21. What is the risk of shock with Liposuction?

Shock can occur with very large Liposuction procedures when a lot of fat is removed. This can cause shifting of fluids between body compartments resulting in a drop of blood pressure and inadequate perfusion of the tissues. Liposuction is not a weight loss program and removing large volumes of fat can be risky. Weight loss should be done through diet and exercise before considering surgery. If you are turned down for Liposuction because of your weight, do not go “doctor shopping” to find someone who is willing to take a chance on you. Once again, make sure you are seeing a qualified surgeon who will perform the procedure in the proper setting (see question 3). 

22. I’ve heard that you can get lung problems from Liposuction, how does that happen?

Your fat is made out of oil, your blood is water based so the two don’t mix. Whenever Liposuction is done, some fat that is not removed is liquefied and gets absorbed into the blood stream. Since the two are not compatible, small fat droplets form in the blood which get trapped in the lungs, cause inflammation and, if numerous, can cause difficulty breathing. This is called a fat embolus. Fat embolism generally only occurs to any significant degree with very large Liposuctions. Keeping to a reasonable volume helps to keep Liposuction safe and avoids problems such as fat embolism. Other lung problems include pneumonia and blood clots from the pelvic or leg veins (pulmonary embolus).

Pneumonia is possible, but rare in young healthy patients, after any type of surgery. The risk of pneumonia is higher in smokers who undergo general anesthesia. It is best if you cut down or quit smoking prior to any surgery. It is important for you to know that secondary smoke is almost as bad as smoking cigarettes directly.

The risks of blood clots can be reduced by being active after surgery; even moving your feet and legs while sitting or laying down can be beneficial. 

23. Is it possible to have other procedures done at the same time as Liposuction?

It is very common to have other procedures done at the same time as Liposuction such as breast augmentation, breast lift, a tummy tuck or even cosmetic facial surgery.
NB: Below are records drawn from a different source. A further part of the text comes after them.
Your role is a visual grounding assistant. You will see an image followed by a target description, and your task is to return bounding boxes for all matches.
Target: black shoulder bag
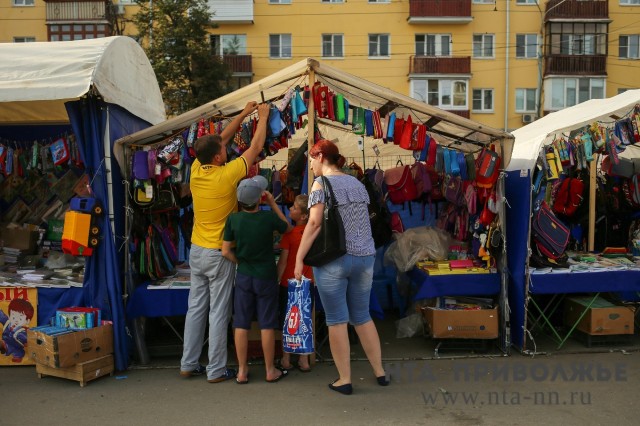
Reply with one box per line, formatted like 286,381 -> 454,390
304,176 -> 347,266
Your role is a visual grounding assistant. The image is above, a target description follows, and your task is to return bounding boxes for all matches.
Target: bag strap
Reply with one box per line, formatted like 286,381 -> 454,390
320,176 -> 338,207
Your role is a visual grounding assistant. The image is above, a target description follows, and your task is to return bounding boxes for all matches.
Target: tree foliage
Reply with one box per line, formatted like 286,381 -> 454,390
133,0 -> 230,115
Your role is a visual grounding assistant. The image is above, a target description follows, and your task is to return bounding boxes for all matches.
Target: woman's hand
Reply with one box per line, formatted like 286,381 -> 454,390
293,259 -> 304,281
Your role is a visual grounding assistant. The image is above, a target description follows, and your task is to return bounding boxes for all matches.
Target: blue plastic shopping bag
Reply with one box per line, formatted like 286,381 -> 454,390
282,276 -> 313,354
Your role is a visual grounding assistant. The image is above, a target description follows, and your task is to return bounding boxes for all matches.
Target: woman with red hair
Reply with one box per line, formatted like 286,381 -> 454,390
294,140 -> 389,395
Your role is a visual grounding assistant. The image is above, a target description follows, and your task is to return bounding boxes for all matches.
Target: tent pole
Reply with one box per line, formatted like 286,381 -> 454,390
307,67 -> 316,194
588,155 -> 599,251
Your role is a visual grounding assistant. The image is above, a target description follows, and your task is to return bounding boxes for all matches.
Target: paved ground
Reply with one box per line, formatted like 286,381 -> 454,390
0,352 -> 640,426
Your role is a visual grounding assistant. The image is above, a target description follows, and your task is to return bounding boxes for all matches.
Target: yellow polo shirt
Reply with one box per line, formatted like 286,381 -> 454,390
190,157 -> 247,249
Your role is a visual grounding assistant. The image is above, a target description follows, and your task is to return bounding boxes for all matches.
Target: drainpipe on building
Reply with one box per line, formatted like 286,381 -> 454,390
504,0 -> 511,132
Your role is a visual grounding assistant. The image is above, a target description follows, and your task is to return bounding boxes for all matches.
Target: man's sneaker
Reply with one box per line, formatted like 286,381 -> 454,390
180,364 -> 207,377
207,368 -> 238,383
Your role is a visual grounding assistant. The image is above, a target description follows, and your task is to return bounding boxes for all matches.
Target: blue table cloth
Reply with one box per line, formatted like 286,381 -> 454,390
407,268 -> 500,300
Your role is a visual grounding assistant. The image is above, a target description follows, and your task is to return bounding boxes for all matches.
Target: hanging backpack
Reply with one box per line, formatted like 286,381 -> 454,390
552,177 -> 584,217
531,202 -> 569,259
444,175 -> 464,206
476,147 -> 501,188
384,166 -> 418,204
360,176 -> 392,248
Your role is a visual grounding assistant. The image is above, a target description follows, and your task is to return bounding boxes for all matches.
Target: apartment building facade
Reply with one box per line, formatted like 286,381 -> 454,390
0,0 -> 640,130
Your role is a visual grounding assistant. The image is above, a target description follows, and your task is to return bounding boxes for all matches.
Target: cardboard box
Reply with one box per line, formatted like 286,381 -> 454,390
247,321 -> 282,359
564,296 -> 634,336
422,306 -> 498,339
0,226 -> 40,254
27,325 -> 113,368
36,355 -> 114,387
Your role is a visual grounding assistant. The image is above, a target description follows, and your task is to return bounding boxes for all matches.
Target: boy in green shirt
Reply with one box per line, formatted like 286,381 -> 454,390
222,176 -> 293,384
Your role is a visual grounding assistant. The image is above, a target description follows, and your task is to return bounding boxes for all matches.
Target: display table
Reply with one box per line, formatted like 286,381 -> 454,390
127,284 -> 384,319
127,284 -> 189,319
126,283 -> 384,364
38,287 -> 84,325
528,270 -> 640,349
407,268 -> 500,300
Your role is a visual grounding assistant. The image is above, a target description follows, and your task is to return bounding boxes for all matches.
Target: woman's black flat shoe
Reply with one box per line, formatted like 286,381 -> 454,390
329,380 -> 353,395
376,376 -> 390,386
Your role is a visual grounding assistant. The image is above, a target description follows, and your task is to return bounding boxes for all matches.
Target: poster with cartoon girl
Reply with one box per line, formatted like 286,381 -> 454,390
0,287 -> 38,365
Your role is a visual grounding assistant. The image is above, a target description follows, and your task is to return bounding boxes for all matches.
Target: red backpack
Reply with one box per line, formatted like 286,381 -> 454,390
552,177 -> 584,217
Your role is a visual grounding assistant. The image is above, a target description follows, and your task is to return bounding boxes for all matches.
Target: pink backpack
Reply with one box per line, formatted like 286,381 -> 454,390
391,212 -> 404,234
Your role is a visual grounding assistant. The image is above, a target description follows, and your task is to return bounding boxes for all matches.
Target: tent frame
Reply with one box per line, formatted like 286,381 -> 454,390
114,58 -> 514,359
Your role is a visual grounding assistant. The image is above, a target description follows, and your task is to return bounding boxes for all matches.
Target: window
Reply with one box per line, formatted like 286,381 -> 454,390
322,34 -> 344,58
416,34 -> 451,56
369,34 -> 390,58
211,34 -> 247,56
545,22 -> 607,55
618,35 -> 640,59
411,79 -> 468,109
516,89 -> 538,112
269,34 -> 291,59
545,77 -> 604,110
516,34 -> 538,58
48,24 -> 111,41
473,34 -> 493,58
472,89 -> 493,112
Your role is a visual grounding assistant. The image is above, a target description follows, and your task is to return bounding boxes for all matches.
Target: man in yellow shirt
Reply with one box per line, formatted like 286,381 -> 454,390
180,102 -> 269,383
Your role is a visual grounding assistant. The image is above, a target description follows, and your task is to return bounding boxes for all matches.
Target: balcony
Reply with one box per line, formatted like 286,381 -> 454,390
207,0 -> 253,25
408,0 -> 473,24
222,55 -> 253,77
46,0 -> 107,24
445,109 -> 471,118
544,0 -> 609,22
544,55 -> 607,76
409,56 -> 471,74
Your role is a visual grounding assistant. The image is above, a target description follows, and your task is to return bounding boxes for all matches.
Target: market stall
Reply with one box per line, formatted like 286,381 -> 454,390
506,90 -> 640,350
0,37 -> 165,370
114,58 -> 513,362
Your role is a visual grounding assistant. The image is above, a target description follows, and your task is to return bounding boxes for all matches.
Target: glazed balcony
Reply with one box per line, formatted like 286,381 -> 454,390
445,109 -> 471,118
544,55 -> 607,75
544,0 -> 609,22
45,0 -> 107,24
222,55 -> 253,75
207,0 -> 253,25
409,56 -> 471,74
408,0 -> 473,24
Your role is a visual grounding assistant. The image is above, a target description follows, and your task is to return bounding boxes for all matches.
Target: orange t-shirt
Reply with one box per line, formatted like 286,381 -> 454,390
280,225 -> 313,287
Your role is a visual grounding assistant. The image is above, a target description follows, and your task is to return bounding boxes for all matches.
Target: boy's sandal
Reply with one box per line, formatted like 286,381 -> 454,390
298,364 -> 311,373
207,368 -> 238,383
265,367 -> 289,383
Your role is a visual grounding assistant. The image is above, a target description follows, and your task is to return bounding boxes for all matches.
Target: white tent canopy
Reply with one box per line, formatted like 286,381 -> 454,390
506,89 -> 640,170
114,58 -> 513,171
0,37 -> 165,125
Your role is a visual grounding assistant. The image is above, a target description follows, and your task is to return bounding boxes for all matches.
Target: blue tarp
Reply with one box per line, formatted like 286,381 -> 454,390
65,97 -> 149,370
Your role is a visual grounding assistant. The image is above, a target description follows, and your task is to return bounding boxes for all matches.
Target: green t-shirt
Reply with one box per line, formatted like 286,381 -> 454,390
223,210 -> 287,280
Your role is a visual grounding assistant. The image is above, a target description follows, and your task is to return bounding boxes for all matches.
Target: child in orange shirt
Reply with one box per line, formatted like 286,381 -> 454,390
278,195 -> 313,373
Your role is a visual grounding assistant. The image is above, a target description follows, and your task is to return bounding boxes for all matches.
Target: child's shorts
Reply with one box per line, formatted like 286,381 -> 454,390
233,272 -> 281,330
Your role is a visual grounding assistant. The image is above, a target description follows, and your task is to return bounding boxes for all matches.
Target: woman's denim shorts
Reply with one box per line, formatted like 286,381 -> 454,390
313,254 -> 375,325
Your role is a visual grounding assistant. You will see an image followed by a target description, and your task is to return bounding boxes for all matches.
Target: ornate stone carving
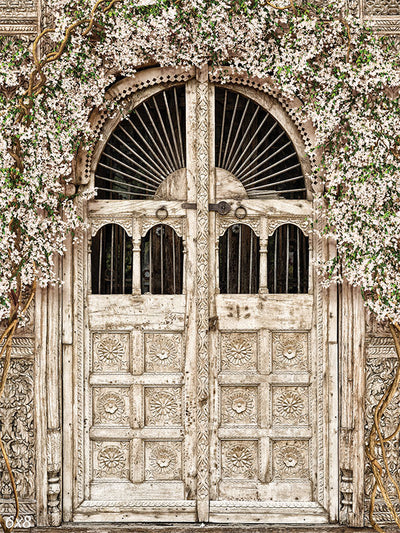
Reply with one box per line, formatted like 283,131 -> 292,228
196,72 -> 210,510
0,359 -> 36,502
145,442 -> 182,481
222,440 -> 258,479
47,429 -> 62,526
0,0 -> 38,36
144,387 -> 182,426
93,387 -> 129,426
365,358 -> 400,521
93,442 -> 129,479
272,387 -> 309,426
340,468 -> 353,516
364,0 -> 400,17
272,332 -> 308,372
221,387 -> 257,425
221,333 -> 257,371
91,217 -> 132,237
268,217 -> 310,236
272,440 -> 309,480
144,333 -> 183,372
218,216 -> 260,237
93,333 -> 129,372
141,217 -> 183,237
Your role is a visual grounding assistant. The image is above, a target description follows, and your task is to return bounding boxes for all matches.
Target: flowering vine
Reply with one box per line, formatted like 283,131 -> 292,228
0,0 -> 400,531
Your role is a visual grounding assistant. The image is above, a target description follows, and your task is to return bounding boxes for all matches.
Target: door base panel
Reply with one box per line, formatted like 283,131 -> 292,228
32,523 -> 374,533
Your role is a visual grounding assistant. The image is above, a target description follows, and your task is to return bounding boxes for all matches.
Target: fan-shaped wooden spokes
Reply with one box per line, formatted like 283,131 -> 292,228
95,86 -> 186,200
215,87 -> 306,198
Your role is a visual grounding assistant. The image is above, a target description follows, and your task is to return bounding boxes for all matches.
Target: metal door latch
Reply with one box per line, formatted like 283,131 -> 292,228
208,201 -> 231,215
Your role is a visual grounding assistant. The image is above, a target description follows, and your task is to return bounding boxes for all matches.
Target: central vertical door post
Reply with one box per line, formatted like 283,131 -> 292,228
196,65 -> 210,522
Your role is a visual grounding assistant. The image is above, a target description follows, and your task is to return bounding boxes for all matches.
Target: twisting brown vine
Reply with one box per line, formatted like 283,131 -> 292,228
0,0 -> 121,533
366,322 -> 400,533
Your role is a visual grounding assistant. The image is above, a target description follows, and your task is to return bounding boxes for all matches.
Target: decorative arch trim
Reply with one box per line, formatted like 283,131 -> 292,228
75,67 -> 322,196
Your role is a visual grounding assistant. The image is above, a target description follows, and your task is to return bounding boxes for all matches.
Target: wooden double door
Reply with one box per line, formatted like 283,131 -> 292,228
68,81 -> 329,523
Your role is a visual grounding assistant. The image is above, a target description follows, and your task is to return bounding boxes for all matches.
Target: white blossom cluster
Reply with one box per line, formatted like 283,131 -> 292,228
0,0 -> 400,321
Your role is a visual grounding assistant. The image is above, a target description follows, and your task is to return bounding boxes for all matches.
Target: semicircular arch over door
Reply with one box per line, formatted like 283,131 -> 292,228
68,74 -> 337,524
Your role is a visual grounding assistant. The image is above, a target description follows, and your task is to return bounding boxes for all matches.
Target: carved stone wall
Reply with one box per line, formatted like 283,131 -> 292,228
0,311 -> 36,528
0,0 -> 39,35
365,317 -> 400,523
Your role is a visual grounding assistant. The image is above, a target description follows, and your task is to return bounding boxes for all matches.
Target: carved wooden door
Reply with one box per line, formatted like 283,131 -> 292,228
67,80 -> 334,523
206,88 -> 327,523
73,82 -> 200,522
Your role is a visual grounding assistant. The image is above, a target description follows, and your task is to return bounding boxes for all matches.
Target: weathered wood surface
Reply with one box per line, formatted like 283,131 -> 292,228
32,524 -> 376,533
37,68 -> 345,533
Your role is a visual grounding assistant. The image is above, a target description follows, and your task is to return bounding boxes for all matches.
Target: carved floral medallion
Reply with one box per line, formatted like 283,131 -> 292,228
145,442 -> 182,480
93,333 -> 129,372
272,332 -> 308,371
94,442 -> 129,478
222,441 -> 258,479
273,440 -> 309,480
221,387 -> 257,425
221,333 -> 257,370
272,387 -> 308,425
145,387 -> 182,426
144,333 -> 182,372
93,387 -> 129,425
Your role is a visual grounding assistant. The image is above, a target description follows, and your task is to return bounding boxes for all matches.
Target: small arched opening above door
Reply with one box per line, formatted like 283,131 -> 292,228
215,87 -> 307,199
95,86 -> 186,200
91,224 -> 132,294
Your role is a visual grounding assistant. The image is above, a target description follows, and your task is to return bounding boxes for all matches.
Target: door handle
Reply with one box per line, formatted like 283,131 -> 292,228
208,200 -> 232,215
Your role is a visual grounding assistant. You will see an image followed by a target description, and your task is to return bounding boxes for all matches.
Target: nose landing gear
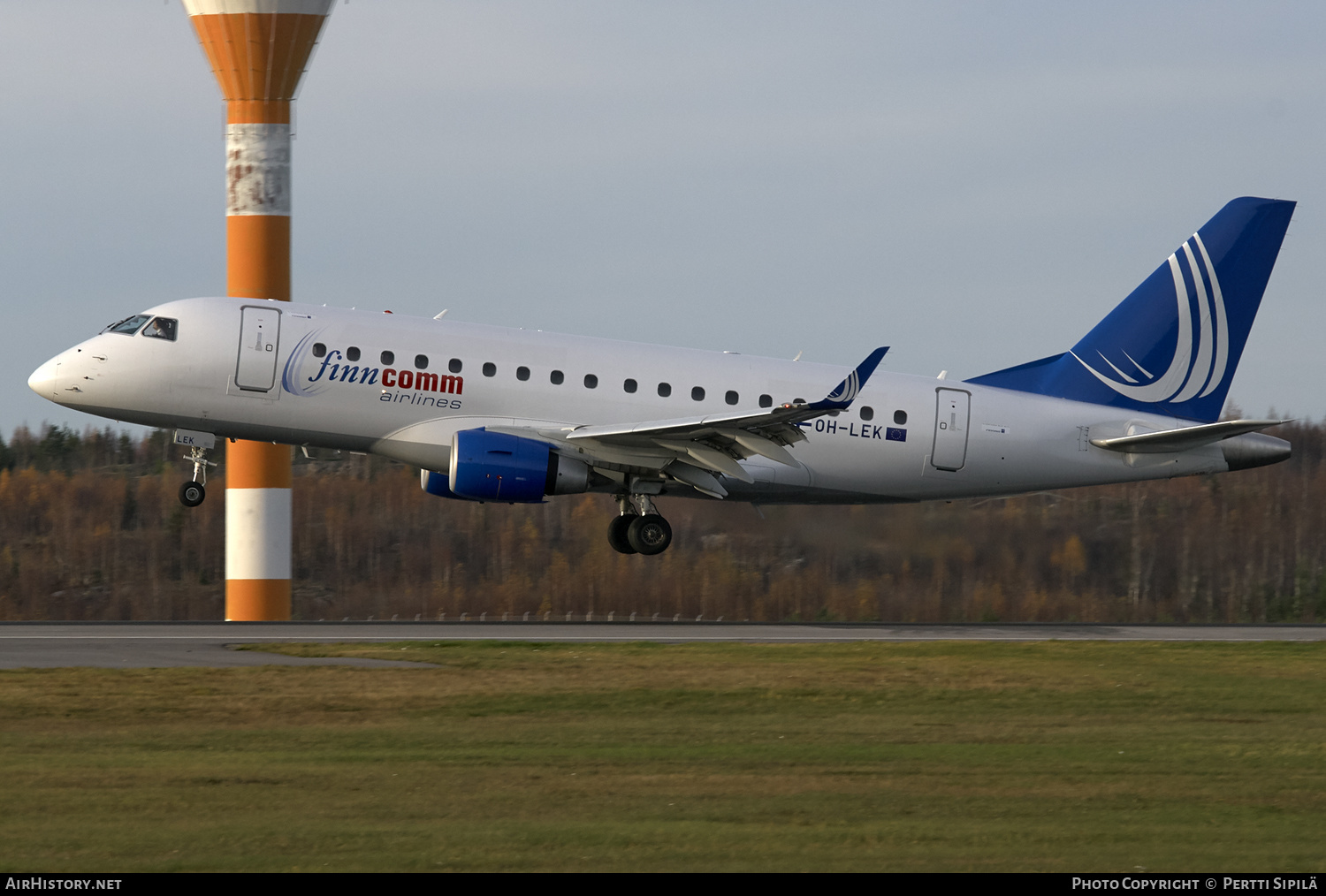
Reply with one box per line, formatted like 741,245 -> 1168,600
607,493 -> 673,556
179,445 -> 217,508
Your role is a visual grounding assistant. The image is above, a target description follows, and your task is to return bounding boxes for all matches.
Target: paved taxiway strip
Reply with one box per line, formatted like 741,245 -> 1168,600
0,622 -> 1326,670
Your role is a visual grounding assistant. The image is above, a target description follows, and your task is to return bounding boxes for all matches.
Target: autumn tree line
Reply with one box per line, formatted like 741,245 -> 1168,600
0,423 -> 1326,623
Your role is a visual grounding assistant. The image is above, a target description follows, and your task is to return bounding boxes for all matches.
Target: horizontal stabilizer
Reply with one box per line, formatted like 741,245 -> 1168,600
1092,421 -> 1289,455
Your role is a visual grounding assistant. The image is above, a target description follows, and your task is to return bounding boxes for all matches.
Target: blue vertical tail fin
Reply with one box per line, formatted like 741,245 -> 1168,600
967,196 -> 1294,421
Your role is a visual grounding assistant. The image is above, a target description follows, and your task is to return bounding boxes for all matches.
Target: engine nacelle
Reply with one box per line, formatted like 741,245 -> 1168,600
419,429 -> 589,504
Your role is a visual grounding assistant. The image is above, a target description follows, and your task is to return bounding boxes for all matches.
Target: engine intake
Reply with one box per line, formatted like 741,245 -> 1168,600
419,429 -> 591,504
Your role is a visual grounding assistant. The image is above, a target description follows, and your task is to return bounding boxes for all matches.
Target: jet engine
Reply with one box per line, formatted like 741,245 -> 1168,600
419,429 -> 591,504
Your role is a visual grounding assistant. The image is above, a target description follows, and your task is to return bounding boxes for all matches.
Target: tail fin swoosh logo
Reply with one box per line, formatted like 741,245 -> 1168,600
827,370 -> 861,402
1071,233 -> 1230,403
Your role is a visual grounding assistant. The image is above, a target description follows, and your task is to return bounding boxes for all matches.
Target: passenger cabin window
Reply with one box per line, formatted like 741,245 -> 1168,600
103,315 -> 151,336
143,317 -> 179,342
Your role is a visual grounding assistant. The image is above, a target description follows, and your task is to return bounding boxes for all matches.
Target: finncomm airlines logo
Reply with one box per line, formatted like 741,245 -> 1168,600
281,331 -> 466,408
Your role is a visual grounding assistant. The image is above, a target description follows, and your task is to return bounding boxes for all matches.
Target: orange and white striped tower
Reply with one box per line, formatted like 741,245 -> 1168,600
183,0 -> 334,620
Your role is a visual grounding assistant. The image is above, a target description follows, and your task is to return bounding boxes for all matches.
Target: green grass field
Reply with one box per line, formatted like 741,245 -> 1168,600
0,642 -> 1326,872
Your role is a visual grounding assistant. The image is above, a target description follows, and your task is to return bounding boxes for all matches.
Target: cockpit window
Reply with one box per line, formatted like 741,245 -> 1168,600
143,317 -> 179,342
103,315 -> 151,336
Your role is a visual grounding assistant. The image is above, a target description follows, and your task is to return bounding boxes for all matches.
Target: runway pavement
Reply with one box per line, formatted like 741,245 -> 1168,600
0,620 -> 1326,670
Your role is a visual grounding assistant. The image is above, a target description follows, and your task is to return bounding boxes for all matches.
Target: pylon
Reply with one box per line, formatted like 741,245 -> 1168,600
183,0 -> 334,620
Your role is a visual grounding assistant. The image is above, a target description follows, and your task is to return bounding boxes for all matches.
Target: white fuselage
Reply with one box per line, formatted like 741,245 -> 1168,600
29,299 -> 1228,504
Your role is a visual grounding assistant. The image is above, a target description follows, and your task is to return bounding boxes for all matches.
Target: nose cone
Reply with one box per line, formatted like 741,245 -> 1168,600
28,358 -> 60,402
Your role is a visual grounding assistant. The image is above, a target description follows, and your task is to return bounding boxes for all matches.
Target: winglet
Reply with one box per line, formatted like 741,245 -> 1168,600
806,346 -> 888,411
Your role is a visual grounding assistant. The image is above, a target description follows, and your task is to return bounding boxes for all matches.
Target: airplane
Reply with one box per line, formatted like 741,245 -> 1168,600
28,198 -> 1294,556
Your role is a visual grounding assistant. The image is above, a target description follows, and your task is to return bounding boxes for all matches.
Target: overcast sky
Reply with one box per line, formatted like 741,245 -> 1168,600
0,0 -> 1326,439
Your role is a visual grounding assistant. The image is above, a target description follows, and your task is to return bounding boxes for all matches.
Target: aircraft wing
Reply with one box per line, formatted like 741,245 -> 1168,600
488,346 -> 888,498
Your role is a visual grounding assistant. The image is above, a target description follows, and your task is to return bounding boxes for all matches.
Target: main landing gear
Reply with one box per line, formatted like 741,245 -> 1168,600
607,495 -> 673,554
179,445 -> 217,508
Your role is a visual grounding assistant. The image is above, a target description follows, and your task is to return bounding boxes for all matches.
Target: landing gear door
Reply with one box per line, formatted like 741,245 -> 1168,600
930,389 -> 972,471
235,308 -> 281,392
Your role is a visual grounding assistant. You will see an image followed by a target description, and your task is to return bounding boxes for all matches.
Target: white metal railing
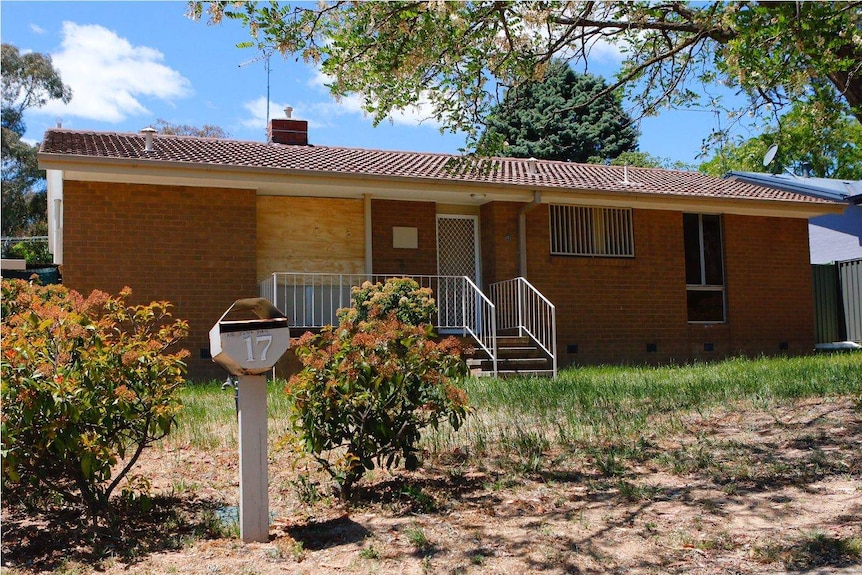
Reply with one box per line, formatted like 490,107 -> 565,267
488,277 -> 557,377
260,272 -> 497,375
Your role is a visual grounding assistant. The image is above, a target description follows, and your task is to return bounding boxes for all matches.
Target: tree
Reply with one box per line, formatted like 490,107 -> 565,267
699,94 -> 862,180
479,60 -> 639,162
190,0 -> 862,151
153,118 -> 230,138
0,44 -> 72,236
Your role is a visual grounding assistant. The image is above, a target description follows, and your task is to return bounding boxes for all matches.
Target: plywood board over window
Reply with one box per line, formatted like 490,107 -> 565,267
257,196 -> 365,279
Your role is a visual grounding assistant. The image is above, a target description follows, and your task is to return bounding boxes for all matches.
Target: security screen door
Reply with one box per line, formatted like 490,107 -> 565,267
436,215 -> 480,329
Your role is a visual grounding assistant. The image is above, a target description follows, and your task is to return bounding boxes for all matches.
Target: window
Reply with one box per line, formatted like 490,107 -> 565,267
550,205 -> 635,257
683,214 -> 726,323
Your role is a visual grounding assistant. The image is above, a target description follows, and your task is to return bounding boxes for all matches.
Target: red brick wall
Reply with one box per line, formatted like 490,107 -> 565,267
371,200 -> 437,275
63,181 -> 258,379
482,204 -> 814,364
723,215 -> 814,355
527,205 -> 688,364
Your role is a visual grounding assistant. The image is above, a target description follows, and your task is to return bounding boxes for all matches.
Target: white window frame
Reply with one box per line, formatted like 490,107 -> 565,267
548,204 -> 635,258
685,212 -> 727,325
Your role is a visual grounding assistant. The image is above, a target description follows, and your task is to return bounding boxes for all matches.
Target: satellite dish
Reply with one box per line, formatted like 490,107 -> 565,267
763,144 -> 778,168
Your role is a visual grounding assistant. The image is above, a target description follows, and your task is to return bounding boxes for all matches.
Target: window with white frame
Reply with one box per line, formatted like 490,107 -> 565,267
550,205 -> 635,258
683,214 -> 727,323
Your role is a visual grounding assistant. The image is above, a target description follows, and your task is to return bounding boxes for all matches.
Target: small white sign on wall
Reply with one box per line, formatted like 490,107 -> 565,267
392,226 -> 419,250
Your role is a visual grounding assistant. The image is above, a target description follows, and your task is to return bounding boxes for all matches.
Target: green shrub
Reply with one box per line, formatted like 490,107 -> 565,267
0,280 -> 188,522
287,280 -> 468,498
338,278 -> 437,325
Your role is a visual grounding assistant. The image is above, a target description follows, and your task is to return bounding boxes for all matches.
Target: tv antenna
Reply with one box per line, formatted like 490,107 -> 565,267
239,46 -> 273,126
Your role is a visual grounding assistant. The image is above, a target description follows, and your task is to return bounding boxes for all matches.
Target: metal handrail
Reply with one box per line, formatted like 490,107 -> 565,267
260,272 -> 497,375
488,277 -> 557,377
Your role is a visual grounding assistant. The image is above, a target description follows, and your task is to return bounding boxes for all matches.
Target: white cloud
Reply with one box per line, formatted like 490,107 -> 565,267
38,22 -> 191,123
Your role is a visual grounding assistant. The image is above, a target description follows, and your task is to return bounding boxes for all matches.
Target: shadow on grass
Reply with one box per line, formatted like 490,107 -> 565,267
286,515 -> 371,551
2,496 -> 230,571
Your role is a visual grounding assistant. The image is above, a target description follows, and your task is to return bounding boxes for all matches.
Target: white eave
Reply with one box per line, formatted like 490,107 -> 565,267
38,152 -> 846,219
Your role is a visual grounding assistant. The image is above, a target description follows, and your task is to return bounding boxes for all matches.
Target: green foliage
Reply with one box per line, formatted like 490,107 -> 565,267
286,280 -> 468,497
479,60 -> 638,162
338,278 -> 437,325
189,0 -> 862,154
0,280 -> 188,522
699,95 -> 862,180
0,44 -> 72,236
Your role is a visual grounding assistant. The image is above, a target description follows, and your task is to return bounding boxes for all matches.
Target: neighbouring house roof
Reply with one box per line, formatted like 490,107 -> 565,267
39,129 -> 835,213
725,171 -> 862,204
725,172 -> 862,264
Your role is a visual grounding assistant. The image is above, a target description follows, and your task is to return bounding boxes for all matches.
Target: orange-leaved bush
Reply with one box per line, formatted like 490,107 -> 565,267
0,280 -> 188,522
286,280 -> 470,498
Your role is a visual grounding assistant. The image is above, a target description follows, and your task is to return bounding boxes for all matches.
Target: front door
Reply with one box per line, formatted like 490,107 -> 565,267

There is generally a significant cost savings in combining procedures. 

24. What is “Liposculpture”?

The term “Liposculpture” is a catch-phrase use by some surgeons to attract patients by implying that their form of Liposuction is more advanced or technically superior to standard Liposuction. In fact, most Liposuction procedures involve sculpturing the fat to give a flatter, smoother or more pleasing contour. 

25. What is Vaser® Liposuction?

Vaser® is a trademark name for a brand of ultrasonic Liposuction equipment. The name was created to rhyme with “laser” as a gimmick. It makes people think that it involves laser technology, which it does not. There is no significant difference between Vaser® and other forms on ultrasonic Liposuction. 

26. What is laser Liposuction?

At this time, there is no true laser Liposuction. There is a laser that is used to liquefy fat, however, unlike true Liposuction, that fat is not removed. This creates concerns about what happens to the fat after it has been liquefied. Since human beings have no inherent system to remove or dispose to liquefied fat under the skin, this fat is most likely absorbed and deposited elsewhere in the body. Likely places include other places where fat is stored, the liver and even the lungs. Obviously, this uncontrolled re-deposition of fat raises medical concerns and is one of the main reasons why it is used by so few physicians.